These cookies can be adapted using various nuts and spices. Possible combinations include pistachio and rose water or date and orange blossom water. 

For the cookie dough:

  • 2 1/4 cups farina or semolina flour
  • 1 cup all-purpose flour
  • 1/2 cup granulated sugar
  • 1 teaspoon cardamon, preferably freshly ground
  • 1 teaspoon baking powder
  • 1/2 teaspoon baking soda
  • 1/4 teaspoon salt
  • 1 cup melted margarine or butter (for non-vegan option), melted and cooled
  • 1/2 cup soy milk or cow’s milk (for non-vegan)
  • 2-4 tablespoons orange blossom or rose water

For the walnut filling:

  • 1 cup chopped walnuts
  • 1/4 cup granulated sugar
  • 1 1/2 teaspoons cinnamon
  • Pinch of nutmeg
  • Pinch of allspice
  • Powdered sugar for dusting

Yields about two dozen cookies.

1. In a large bowl, sift the flour, baking powder, and baking soda. Add the farina or semolina flour, sugar, salt, and ground cardamom and mix thoroughly with a whisk or fork. Mix in melted margarine or butter with a spoon. Bring milk to a boil, add to the flour mixture, and mix well. Knead the dough with your hands until it reaches a smooth pasty consistency, about 1 minute. Add the orange blossom or rose water, knead a few more times to combine. Cover the bowl with plastic wrap and allow the dough to rest at room temperature for 2-3 hours.

2. Meanwhile, make walnut filling. Place walnuts, sugar, cinnamon, nutmeg, and allspice into a small food processor. Process on high speed until the mixture reaches a moist, pasty consistency, about 1 minute.

3. Preheat the oven to 350 degrees F. Place racks in the lower and upper thirds of the oven. When the dough is ready, measure out tablespoons of dough. Roll each piece into a ball and make an indent in the center, creating a little cup.
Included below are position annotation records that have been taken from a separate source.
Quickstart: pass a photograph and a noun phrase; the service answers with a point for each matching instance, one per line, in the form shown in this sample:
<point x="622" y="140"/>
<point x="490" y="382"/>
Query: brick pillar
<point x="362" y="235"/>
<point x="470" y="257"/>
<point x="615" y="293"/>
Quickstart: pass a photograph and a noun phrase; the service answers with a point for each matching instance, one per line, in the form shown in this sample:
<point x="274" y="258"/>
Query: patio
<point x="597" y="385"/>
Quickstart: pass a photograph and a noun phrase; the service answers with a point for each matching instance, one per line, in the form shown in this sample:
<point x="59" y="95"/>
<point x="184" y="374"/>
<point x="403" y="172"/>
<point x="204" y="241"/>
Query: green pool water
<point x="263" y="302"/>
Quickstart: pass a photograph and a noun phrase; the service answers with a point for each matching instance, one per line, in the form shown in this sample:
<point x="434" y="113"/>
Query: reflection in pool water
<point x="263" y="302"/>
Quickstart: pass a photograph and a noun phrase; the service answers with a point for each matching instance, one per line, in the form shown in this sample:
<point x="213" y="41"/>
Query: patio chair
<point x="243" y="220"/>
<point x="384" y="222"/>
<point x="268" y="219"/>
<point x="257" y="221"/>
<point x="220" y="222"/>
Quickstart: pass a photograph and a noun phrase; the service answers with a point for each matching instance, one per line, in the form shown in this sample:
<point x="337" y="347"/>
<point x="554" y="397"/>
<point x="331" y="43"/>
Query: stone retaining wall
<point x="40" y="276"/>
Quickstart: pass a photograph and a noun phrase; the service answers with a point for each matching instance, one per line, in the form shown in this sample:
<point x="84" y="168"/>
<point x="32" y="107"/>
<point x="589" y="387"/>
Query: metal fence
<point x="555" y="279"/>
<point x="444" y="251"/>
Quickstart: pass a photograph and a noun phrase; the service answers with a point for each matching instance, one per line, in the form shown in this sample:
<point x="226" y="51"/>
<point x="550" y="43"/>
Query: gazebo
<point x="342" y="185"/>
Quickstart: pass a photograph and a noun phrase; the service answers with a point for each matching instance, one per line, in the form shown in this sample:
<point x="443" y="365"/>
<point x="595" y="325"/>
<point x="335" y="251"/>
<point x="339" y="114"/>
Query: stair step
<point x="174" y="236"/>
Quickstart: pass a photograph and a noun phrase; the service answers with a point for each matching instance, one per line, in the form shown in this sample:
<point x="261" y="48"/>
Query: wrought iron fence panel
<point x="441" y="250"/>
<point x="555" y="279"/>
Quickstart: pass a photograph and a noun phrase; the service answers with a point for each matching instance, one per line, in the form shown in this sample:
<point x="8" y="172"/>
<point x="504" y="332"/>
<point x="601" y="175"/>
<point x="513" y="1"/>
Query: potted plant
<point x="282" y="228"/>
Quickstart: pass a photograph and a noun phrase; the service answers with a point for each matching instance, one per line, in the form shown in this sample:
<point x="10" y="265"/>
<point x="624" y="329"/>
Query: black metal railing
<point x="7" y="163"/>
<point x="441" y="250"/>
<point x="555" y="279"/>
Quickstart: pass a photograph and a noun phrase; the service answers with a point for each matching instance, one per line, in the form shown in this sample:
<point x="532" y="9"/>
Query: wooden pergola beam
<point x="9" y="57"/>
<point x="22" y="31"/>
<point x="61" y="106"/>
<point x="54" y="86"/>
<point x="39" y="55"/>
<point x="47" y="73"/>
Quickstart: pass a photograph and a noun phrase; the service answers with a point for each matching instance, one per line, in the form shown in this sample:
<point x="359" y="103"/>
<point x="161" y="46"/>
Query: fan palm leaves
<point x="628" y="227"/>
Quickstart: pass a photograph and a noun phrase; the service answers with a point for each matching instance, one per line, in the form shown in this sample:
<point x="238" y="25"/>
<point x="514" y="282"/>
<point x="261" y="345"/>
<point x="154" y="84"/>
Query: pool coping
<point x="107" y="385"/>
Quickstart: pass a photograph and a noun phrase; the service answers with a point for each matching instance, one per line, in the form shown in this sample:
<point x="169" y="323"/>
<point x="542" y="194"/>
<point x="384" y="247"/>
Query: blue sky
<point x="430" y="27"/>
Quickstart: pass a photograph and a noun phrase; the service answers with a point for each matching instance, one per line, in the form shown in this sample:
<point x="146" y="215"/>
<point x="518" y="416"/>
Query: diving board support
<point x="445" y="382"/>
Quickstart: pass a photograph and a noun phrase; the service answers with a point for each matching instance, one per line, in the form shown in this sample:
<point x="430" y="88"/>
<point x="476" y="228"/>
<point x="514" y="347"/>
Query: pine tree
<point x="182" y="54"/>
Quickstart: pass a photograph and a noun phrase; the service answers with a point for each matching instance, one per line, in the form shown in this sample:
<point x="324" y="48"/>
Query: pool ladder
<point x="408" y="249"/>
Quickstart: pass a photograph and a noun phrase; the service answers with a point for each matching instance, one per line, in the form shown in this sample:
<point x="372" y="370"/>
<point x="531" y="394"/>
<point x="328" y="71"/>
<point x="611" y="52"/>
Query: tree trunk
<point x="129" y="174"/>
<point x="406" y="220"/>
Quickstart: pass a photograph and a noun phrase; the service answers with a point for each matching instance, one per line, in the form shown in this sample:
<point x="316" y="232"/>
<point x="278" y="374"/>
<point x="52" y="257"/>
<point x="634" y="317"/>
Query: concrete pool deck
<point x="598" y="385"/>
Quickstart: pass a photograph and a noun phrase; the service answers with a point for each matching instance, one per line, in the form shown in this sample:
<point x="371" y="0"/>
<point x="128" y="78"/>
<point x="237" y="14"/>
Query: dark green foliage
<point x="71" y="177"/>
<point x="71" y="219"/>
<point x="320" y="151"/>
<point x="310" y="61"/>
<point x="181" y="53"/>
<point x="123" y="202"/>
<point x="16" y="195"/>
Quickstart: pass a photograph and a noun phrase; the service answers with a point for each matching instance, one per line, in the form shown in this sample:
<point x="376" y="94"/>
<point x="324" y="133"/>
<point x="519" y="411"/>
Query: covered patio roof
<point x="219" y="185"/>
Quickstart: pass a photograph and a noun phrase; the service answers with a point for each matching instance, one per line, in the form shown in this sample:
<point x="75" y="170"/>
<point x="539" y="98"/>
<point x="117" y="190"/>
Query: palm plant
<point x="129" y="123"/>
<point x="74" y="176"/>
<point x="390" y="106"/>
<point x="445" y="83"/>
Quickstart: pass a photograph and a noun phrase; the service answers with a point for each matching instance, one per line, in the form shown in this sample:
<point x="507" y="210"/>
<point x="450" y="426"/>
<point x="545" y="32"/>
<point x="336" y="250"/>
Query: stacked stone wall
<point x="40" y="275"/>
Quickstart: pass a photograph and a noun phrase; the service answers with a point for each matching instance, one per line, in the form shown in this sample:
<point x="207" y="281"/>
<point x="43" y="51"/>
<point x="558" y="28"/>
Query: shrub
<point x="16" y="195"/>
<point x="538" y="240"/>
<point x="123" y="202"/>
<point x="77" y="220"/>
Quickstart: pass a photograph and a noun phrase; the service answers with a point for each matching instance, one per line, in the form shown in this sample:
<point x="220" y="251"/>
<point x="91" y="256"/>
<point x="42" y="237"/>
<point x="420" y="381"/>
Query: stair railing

Place 3/4 teaspoon of walnut paste into the cup, flatten it, then place another flattened ball of dough on top. Seal the seams tightly but carefully with you fingers. Repeat with remaining dough. If you own a Ma’amoul mold, you may use it instead.

4. Place stuffed cookies an inch apart on a baking sheet lined with parchment paper. Bake for 10 minutes on the lower level of the oven, then transfer them to the top shelf for an additional 3-5 minutes, until lightly golden brown. Transfer the parchment onto a cooling rack, and allow the cookies to cool completely. Once cool, dust cookies with powdered sugar.